Diyanet İşleri Başkan Yardımcısı Dr. Ekrem Keleş ise Kur’an-ı Kerim’i kendine rehber edinen insanların sıkıntı yaşamayacağını söyledi. “Allah, bu kitapla bazı kavimleri yükseltir, bazılarını da alçaltır. Kur’an’ın aydınlattığı yoldan kim yürürse sıkıntıdan kurtarır, sırt çeviren insanları ise yerin dibine batırır.” şeklinde konuşan Keleş, değişik mahfillerde bir araya geldiği İslam alimlerinin Türk milletinin Kur’an’a yönelmesiyle birlikte büyük ümitlere kapıldığını ifade etti ve dünyanın dörtbir tarafında örnek alındığını müşahede ettiğini dile getirdi.
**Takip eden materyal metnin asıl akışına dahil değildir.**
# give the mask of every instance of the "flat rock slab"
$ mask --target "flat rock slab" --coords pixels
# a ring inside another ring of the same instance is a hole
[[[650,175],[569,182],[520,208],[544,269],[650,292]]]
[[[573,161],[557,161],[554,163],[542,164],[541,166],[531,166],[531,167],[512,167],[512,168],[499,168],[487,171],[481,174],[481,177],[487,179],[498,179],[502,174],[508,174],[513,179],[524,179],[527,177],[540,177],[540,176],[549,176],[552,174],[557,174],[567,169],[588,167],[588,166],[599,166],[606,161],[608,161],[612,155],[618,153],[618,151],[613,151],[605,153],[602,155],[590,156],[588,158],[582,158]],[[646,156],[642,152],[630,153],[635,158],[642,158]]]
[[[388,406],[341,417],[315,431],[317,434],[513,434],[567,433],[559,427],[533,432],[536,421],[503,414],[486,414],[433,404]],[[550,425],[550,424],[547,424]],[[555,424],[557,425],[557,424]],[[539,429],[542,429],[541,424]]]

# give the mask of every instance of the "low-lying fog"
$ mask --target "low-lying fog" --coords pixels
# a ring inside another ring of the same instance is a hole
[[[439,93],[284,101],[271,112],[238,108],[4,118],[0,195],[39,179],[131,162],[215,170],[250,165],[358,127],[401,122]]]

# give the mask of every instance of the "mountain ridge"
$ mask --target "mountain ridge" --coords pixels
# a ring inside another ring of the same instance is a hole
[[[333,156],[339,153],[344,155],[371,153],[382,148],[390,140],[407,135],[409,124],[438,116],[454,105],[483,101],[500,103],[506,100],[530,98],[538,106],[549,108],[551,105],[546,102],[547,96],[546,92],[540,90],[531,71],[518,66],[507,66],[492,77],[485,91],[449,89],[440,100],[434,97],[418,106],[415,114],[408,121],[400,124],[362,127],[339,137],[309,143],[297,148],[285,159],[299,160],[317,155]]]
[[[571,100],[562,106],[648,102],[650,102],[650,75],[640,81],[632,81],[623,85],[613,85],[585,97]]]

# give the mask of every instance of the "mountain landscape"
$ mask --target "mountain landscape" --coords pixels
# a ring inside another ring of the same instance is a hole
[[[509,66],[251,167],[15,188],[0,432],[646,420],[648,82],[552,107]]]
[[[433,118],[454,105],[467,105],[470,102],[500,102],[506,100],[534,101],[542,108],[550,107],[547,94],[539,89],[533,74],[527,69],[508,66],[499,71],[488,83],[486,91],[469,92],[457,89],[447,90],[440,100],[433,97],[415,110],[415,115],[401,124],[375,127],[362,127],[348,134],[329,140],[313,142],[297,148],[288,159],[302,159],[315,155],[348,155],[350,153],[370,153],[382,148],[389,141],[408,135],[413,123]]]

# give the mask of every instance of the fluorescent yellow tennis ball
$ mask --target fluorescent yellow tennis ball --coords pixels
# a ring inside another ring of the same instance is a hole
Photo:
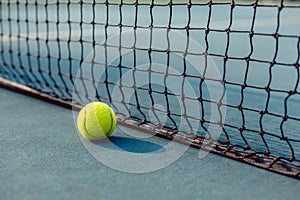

Sevilen birinden mektup geldiğinde nasıl heyecanla bir an önce açıp okunduğunu anlatan Keleş, “Kur’an-ı Kerim de Cenabı Hakk’ın bir mektubudur. Onu da aynı şekilde okumalıyız. Kendimize kılavuz edinmeli, anlamaya çalışmalı, hayatımıza tatbik etmeliyiz.” dedi. Keleş, farz-ı kifaye olan Kur’an’ı ezberleyen hafızların ümmeti büyük vebalden kurtardığını da belirtti.

Hilaliye Eğitim Vakfı Başkanı Abdullah Yılmaz da Allah kelamı Kur’an-ı Kerim’in insanları usandırmadığını, lezzet verdiğini ve küçük çocukların hafızasına ağır gelmediğini ifade etti. Hafızlık merasimlerinin bin 400 yıldır süregelen manevi bir ziyafet olduğunu söyleyen Yılmaz; 260 erkek, 170 kız kapasiteli Kur’an kursunun yetersiz kaldığını, yaz kurslarının yedek kapasitesiyle birlikte dolduğunu kaydederken, yeni Kur’ani İlimler Külliyesi’nin müjdesini verdi. Yılmaz, projesi tamamlanmak üzere olan yeni külliye için maddi manevi duaya ihtiyaçlarını olduğunu sözlerine ekledi.

Dünyaca ünlü Güney Afrikalı hafız Abdurrahman Sadien, İstanbul Sultanahmet Camii İmam Hatibi Hasan Kara, Diyanet Manisa Eğitim Merkezi Müdürü Osman Egin, İstanbul Riva Merkez Camii İmam Hatibi Mehmet Bilir, Piyale Paşa Camii İmam Hatibi İshak Danış, Hilâliye mezunlarından Yavuz Mutlu ve Rıza Günay ile Muhammed Mansur Sarı’nın Kur’ân-ı Kerîm tilavetleriyle gönülleri coşturduğu hafızlık cemiyetine; AK Parti Manisa milletvekilleri Hüseyin Tanrıverdi, Recai Berber, Uğur Aydemir, Manisa Valisi Halil İbrahim Daşöz, Manisa İl Müftüsü Sinan Cihan ve Akhisar İlçe Müftüsü Ramazan Orhanlı ile yaklaşık 15 bin vatandaş katıldı.